Assembly Speaker - 13 November
Duncan Greig - professor of Genetics, Evolution and the Environment at University College London
On Monday 13 November, our assembly speaker was Duncan Greig. Duncan is a professor of Genetics, Evolution and the Environment at University College London.
He did his undergraduate degree at UCL then doctoral research at Oxford.
Completing a ‘postdoc’ in Houston, Texas in experimental evolution, he was then awarded a Royal Society fellowship back at UCL. He worked in Germany at the Max Planck Institute of Evolutionary Biology for several years before returning to UCL and joining CLOE, the Centre for Life's Origins and Evolution.

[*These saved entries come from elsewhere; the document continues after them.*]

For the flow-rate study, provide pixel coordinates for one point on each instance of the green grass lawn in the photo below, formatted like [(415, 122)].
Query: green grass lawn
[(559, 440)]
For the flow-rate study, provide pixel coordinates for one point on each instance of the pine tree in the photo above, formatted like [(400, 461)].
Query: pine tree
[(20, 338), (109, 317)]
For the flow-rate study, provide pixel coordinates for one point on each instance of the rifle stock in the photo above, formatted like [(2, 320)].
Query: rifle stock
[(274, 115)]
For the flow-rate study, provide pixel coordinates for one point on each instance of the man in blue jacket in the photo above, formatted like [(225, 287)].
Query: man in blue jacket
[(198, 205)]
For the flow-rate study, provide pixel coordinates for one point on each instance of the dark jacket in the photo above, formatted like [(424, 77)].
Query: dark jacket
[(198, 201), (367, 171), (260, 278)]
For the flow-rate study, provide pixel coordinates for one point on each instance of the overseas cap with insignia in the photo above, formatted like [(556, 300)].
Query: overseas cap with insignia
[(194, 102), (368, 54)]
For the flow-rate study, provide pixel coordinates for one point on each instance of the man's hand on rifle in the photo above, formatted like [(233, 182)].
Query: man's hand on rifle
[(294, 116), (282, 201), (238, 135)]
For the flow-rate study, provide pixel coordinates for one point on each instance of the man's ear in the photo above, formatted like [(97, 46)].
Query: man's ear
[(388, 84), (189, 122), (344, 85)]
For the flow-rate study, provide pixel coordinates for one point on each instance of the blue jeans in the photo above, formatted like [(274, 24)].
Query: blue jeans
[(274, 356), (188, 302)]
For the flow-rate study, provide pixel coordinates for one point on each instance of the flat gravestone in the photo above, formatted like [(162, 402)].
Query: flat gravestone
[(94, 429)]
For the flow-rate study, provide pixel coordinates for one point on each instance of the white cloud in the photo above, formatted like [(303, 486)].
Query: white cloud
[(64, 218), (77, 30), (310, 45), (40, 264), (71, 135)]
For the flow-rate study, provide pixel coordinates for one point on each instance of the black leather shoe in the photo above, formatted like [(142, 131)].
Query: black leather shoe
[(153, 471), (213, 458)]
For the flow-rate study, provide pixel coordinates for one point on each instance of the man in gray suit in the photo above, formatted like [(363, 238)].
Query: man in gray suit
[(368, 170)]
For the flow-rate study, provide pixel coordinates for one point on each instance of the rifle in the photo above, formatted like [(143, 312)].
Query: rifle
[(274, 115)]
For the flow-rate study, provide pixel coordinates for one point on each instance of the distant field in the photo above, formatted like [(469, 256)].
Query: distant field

“It's the creative aspect of science that most excites me, and I'm interested in how new ideas spread and evolve in other disciplines.”
Duncan studied A levels in Art and Biology and has maintained his interest in art ever since. He spoke about the relationship between art and science and UCLs revolutionary BASc degree programmes where students can combine fields and showed us the process led by the art of several artists, including John Hillard and Mary Yacoob (see image below of her work on cataloguing the amount of water on a bathroom floor)

He also used the analogy of the branches of a tree to explain evolution. He likened evolution to the development of language, showing us many illustrations of mutations. He also showed us a timeline to demonstrate viral mutations such as those in SARS viruses. We also looked at the growth of mould in petri dishes.